И вот теперь я сижу у огромного окна, за которым открывается величественная панорама вечерней столицы. Малиновый диск роскошного африканского солнца лениво опускается в воды залива, золотит кроны прибрежных пальм, дробится в белопенных водах океанского прибоя. И, кажется, ничто не свидетельствует о жуткой эпидемии безумия, захлестнувшей город. Все так же нарядны стеклянно-бетонные офисы Сити, все так же возносится в небо остроконечный шпиль старинного кафедрального собора на главной площади города, и жаркий экваториальный ветер привычно полощет разноцветные вымпелы на набережной…
Неожиданно огромное здание «Хилтона» мягко и тяжело вздрагивает. Над фортом береговой охраны, в каком-то километре отсюда, мгновенно вырастает огромный огненный штопор, хищно вкручивающийся в вечернее небо, и это картинка начисто разбивает ощущение хрупкого рая…
Наверное, взорвались артиллерийские склады, не иначе.
– Артем? Ну, рад тебя видеть живым! – Ко мне за столик подсаживается Жозе Пинту – глава нашей миссии.
Жозе начитан, умен, рассудителен, в меру циничен и, как все португальцы, очень экспрессивен. В «Красном Кресте» он уже лет двадцать, успел проработать в дюжине стран, от Колумбии до Бангладеш. Несмотря на свой высокий начальственный статус, Жозе держится с нами очень демократично. Впрочем, у нас, где семнадцать врачей представляют семнадцать разных государств, по-другому и нельзя.
– Наверное, это единственная радость сегодня – остаться в живых, – глупо улыбаюсь я в ответ, все-таки недавние события явно выработали во мне излишний адреналин.
– Не так уже и мало… если учесть, что тут происходит. – Жозе устало садится напротив меня.
– А что тут вообще происходит? Кто убил Сальвадора? Кто и зачем поджег нашу миссию? Кто преследовал нас по всему городу? Кто вообще все эти сумасшедшие с автоматами? – выстреливаю очередью вопросов. – Ведь еще две недели назад…
– Артем, случилось то, чего никто не ожидал, – понуро перебивает меня Жозе. – Страну накрыл вирус Эбола. Хочу ошибаться, но все это очень похоже на пандемию.
Услышанное буквально придавливает меня бетонной плитой.

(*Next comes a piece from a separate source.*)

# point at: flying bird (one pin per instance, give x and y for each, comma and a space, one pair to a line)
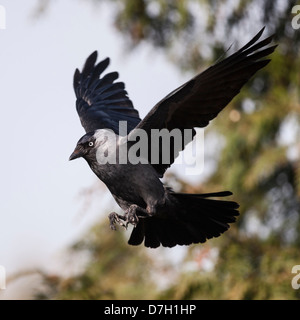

– Как пандемия? Почему пандемия? Откуда ей тут взяться? – переспрашиваю растерянно, лихорадочно вспоминая все, что мне известно о вирусах вида Ebolavirus, входящих в так называемое семейство филовирусов. – Инкубационный период Эболы – от двух до трех недель, при первых же симптомах человека немедленно изолируют в одиночную палату… И симптомы Эболы знают все, скрыть их попросту невозможно. Ведь во всем мире до сих пор не зафиксировано не единого случая одновременного и массового заражения!
– Когда-нибудь это должно было произойти, – философски изрекает Жозе. – Именно одновременно и массово.
– Массово – это как?
– По самым скромным и предварительным оценкам – около восьмидесяти процентов от всего Оранжвилля. Но и эти данные, подчеркиваю, явно занижены. Половина населения успела бежать в деревни или в соседние страны, пока карантин не объявили. Но все, кто остался – обречены.
– Но во всех учебниках по вирусологии пишут, что…
– Забудь, Артем. Забудь все, чему тебя учили. Забудь обо всех справочниках, пособиях и монографиях. Забудь обо всех лекциях, которые ты слушал в университете, и обо всех научных конференциях, в которых ты когда-нибудь участвовал. Мы имеем дело с почти неизвестным науке подтипом, может, даже и с коронавирусом.
Несколько минут сижу, оглушенный услышанным, словно падением на голову кирпича. Пинту не торопится с пояснениями – он-то понимает, что мне надо некоторое время, чтобы усвоить полученную информацию.
– Как это началось? – спрашиваю, хотя по большому счету уже и неважно «как», ведь что-либо изменить мы не в силах…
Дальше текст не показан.